Constellations by Spitfire Company.
Stutters and skitters … Constellations by Spitfire Company. Photograph: Vojtěch Brtnický

Totally up to date is Are You Numb Yet? A screen flashing with lights, masks, placards, sirens, protest, shouts, bodies on the floor and hands in the air. It’s a strong, confident short film from Matsena Performance Theatre, who are actor/dancer brothers Kel and Anthony Matsena. Kel’s central performance vibrates with suppressed anger and fear, surrounded by dancers’ bodies evoking beasts and predators in the shadows, as he asks “Are you numb yet? I’ll take your silence as a yes.”

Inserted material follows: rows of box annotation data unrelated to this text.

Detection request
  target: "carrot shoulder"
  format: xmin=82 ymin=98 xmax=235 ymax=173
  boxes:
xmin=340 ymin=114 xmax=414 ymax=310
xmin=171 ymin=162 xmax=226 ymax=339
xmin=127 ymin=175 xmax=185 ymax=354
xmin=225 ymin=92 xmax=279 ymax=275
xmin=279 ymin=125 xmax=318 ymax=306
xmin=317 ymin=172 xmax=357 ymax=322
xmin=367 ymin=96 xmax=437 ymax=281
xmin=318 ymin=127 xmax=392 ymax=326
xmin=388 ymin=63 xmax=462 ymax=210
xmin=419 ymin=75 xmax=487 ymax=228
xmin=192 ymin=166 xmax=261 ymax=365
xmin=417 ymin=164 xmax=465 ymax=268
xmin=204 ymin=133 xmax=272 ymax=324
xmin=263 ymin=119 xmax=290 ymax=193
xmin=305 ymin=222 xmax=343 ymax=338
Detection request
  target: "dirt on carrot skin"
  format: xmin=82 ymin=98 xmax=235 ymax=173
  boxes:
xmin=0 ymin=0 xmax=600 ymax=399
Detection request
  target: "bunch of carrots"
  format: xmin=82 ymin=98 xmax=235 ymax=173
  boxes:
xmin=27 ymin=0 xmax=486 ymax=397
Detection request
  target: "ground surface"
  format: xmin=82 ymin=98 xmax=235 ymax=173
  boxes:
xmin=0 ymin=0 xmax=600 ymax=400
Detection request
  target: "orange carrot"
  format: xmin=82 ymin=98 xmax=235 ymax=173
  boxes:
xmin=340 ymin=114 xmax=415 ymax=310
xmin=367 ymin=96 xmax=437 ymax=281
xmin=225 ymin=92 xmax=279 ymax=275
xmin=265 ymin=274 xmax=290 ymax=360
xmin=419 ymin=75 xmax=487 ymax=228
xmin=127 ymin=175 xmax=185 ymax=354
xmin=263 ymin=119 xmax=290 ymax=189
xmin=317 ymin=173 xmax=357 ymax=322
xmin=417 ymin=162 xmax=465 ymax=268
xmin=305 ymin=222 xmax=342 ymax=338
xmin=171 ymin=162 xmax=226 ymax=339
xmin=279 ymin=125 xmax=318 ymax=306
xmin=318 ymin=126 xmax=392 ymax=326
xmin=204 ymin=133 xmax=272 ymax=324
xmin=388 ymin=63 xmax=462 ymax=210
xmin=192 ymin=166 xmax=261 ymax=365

The stage performance that made me itch to be there was Czech outfit Spitfire Company’s Constellations, a collaboration with Orchestra Berg and composer Michal Nejtek. The musicians stand around the edge of the shiny stage while a woman bops to the beat in her own head. The space fills with the escalating stutters and skitters of the musicians and a growing crowd of dancers, and the sense of live-ness and spontaneity makes your own stuck-at-home, sitting-down body bristle. This is the place to come if you want to see someone properly rocking the dancefloor to the sound of avant-garde flute and trombone.

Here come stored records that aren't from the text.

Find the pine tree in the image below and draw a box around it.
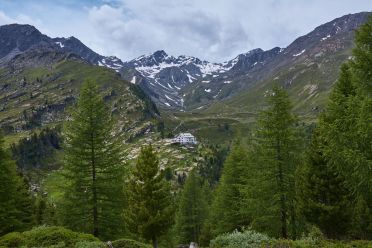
[176,171,208,244]
[0,132,33,236]
[299,126,351,239]
[61,81,124,239]
[125,145,174,248]
[246,85,302,238]
[208,142,250,236]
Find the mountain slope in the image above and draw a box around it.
[205,12,370,116]
[121,50,233,108]
[0,24,123,70]
[0,49,158,145]
[120,12,369,111]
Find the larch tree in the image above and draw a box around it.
[246,85,302,238]
[208,141,250,236]
[298,125,351,239]
[321,17,372,239]
[176,170,208,244]
[60,80,125,239]
[0,132,34,236]
[124,145,175,248]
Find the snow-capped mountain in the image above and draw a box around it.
[121,48,281,108]
[0,24,123,71]
[121,50,237,107]
[120,12,369,109]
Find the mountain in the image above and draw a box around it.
[0,24,123,70]
[0,24,159,143]
[120,12,370,110]
[120,50,233,107]
[202,12,371,116]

There are more Czech companies to come: Lenka Vagnerova’s Amazones and VerTeDance performing Correction, a piece where the dancers all have their feet stuck to the floor, proving it’s amazing how much you can do within tight restrictions (that’s a topic for our times). Plus you can see London-based Uchenna Dance’s The Head Wrap Diaries. The most decent dance you’ll find for free at one URL right now.